In the past two years, the Australian dollar, or Aussie, has often dipped below parity with its US counterpart before climbing back. But it now seems to be taking a “permanent step down”, says Neil Hume of the Financial Times. Worries over slowing growth in China, the key Asian consumer of Australia’s commodity exports, have intensified as the latest manufacturing index suggests the sector is shrinking. A slowdown is also evident in other Asian economies, notes Morgan Stanley. The commodity boom is unlikely to be revived now that China is trying to promote consumption at the expense of investment over the next few years.

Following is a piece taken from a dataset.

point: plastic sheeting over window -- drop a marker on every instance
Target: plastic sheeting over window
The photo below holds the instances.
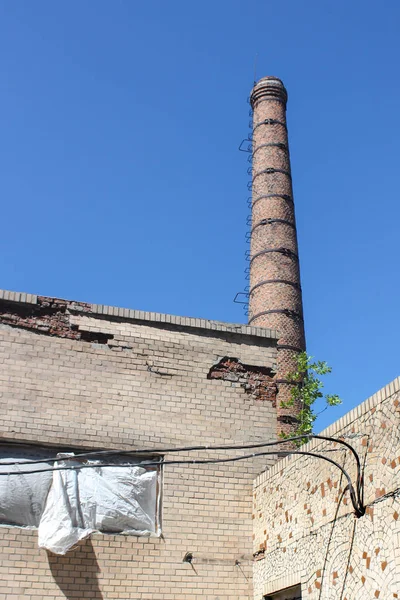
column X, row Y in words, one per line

The Australian economy has weakened and interest rates have fallen to just 2.75%, reducing the relative appeal of Australian assets. Further rate cuts could well follow. Moreover, “the shine has been taken off Australia’s comparatively strong fiscal position”, says Fxpro.com. Having promised a budget surplus a year ago, the government has just forecast a deficit for the current financial year, largely because the mining boom has faded.
There has been a surge of positive sentiment towards the US dollar in recent weeks as US data has been comparatively solid. Finally, the Aussie remains historically pricey. At 96 US cents, it is still far above its average of 75 cents since the early 1980s. Tim Toohey of Goldman Sachs expects the Aussie to hit 90 US cents within a year.